Arrows. The archer. Shit.
He was slotting an arrow, aiming at Griff in the dark as the foreman, oblivious, quickly cut the mule’s rope.
Mal set himself on a collision course with the man, drawing a hunting knife swiftly from his belt as he ran, shouting, “This is hardly being careful on the job!” to Griff as he closed in on the archer and swung his fist to ensure that arrow misfired. Then, “Go, I’ve got this!”
Taking the mule’s lead, Griff started urging the creature back toward the hill and Alys, making frantic gestures like there was an owlbear on their heels.
He didn’t get far.
The arrow didn’t fly true, but rather than landing in Griff’s back, it sank into his right calf just above the ankle. He managed to take a few stumbling steps forward with the creature—momentarily filling Mal with a wild, false hope—but then he crumpled to the ground.
Still, he was amazed Griff didn’t let go of that mule’s lead. If anything, he seemed to cling tighter to the rope as the mule began to drag him forward.
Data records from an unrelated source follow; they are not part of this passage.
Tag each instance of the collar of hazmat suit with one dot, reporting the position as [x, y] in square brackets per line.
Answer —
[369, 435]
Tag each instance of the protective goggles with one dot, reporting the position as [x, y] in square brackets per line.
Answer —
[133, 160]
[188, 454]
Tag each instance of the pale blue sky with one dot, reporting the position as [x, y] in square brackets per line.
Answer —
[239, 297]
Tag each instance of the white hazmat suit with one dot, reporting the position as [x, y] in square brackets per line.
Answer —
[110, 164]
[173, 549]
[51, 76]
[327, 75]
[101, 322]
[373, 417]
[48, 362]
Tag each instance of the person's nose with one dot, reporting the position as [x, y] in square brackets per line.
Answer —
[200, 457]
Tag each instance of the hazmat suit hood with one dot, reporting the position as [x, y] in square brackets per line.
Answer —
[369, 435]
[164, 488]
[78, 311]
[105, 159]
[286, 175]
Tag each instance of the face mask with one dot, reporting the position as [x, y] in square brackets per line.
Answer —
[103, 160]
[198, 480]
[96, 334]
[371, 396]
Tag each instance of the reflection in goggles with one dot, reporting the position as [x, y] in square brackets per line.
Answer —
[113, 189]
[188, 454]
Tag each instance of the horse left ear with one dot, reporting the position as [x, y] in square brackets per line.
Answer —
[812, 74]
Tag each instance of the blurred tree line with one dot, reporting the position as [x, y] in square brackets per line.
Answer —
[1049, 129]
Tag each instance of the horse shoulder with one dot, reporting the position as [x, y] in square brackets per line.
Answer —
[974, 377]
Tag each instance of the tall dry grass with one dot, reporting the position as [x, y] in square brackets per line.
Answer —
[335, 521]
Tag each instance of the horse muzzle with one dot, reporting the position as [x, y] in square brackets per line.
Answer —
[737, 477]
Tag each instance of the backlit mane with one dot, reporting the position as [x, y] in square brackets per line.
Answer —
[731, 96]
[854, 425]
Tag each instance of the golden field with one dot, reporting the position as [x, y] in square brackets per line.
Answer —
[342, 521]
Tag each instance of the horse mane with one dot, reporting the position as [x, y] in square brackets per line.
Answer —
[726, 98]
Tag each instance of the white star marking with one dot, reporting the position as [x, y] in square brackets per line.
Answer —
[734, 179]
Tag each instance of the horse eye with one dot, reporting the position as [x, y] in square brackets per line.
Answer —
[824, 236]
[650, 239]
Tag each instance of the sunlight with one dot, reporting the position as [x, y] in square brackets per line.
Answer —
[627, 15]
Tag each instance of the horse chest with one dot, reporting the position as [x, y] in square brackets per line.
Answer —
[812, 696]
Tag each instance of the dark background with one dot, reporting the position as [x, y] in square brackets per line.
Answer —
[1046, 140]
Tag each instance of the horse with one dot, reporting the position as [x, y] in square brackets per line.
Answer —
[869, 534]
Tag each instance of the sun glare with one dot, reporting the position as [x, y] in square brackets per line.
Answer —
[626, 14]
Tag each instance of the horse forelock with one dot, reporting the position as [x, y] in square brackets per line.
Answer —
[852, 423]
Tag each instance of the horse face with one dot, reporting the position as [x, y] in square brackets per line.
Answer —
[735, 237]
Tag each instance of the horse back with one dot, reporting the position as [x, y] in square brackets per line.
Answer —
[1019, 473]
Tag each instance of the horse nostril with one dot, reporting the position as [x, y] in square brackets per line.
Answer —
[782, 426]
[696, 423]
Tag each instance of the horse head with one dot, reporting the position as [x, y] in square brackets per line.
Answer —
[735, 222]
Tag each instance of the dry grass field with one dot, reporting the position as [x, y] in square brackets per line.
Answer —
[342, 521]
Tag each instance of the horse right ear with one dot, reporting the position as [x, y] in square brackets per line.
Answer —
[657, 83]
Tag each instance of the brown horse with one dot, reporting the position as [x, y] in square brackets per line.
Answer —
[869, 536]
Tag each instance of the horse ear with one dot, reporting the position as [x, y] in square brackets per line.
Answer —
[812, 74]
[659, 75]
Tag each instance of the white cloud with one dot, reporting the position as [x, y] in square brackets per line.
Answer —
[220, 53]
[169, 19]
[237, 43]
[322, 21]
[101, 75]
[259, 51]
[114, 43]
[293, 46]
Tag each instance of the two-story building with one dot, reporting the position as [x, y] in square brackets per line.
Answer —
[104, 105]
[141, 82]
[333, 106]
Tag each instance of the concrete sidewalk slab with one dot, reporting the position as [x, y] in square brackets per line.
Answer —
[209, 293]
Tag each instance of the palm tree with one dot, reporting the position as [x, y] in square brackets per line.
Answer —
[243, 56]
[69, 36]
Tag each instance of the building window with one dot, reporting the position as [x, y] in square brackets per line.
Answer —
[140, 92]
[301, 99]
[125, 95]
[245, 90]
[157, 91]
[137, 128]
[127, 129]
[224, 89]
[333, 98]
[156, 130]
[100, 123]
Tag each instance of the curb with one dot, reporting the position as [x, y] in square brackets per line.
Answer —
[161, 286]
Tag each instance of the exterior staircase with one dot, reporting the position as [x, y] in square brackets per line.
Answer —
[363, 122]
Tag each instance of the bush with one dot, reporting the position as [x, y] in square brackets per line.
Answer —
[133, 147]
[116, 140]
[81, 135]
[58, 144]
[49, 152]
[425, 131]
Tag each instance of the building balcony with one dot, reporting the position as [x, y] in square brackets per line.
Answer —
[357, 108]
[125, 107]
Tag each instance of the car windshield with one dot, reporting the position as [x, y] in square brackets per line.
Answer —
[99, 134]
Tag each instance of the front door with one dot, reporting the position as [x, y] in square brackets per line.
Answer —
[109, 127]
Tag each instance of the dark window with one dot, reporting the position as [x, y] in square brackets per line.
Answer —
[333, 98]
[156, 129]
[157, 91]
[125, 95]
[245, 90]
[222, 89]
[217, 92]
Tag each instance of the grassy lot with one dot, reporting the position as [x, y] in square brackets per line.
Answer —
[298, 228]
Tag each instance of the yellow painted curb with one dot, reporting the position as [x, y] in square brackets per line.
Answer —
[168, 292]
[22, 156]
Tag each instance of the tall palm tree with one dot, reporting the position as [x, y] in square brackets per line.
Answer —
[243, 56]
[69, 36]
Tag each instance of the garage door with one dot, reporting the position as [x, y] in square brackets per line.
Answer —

The archer swore as Mal hit him again, though he managed to hold on to his bow.
The two were locked in a struggle of elbows and fists and muffled grunts and the knock of the wooden bow against various body parts.
A sharp twang echoed as Mal managed to use his knife to sever the bowstring, feeling a grin of victory coming on as he gripped the archer in a tight headlock, squeezing the air from the man’s throat—but just then, the cook who had tripped over his own pan threw a rock that struck Mal in the neck.
Another rock opened a gash just below his eye, and he swore.
Blinking through the pain, he saw the third man stride bravely toward the place where they struggled, brandishing a short sword.
Listening to Griff’s faint groans, the direction of which he couldn’t even fully discern in the darkness, he wasn’t sure he had this handled anymore.
But then, finally, with another firm squeeze, the archer went limp in his hold.
He let the man drop into the dirt as he held his hunting knife aloft, fending off that short sword and a barrage of rocks alike as he tried to make a hasty retreat while also figuring out where exactly Griff and the mule were now.
But the men were advancing, and he had to keep his eyes on them. They were forcing him deeper into the brush where he’d hidden earlier, backing him effectively against a wall.
The fourth man, who had evidently abandoned his breakfast to try to chase down the mule and its unlawful new owner, was having a time keeping up with the pace of the nervous beast, even while it was dragging a body.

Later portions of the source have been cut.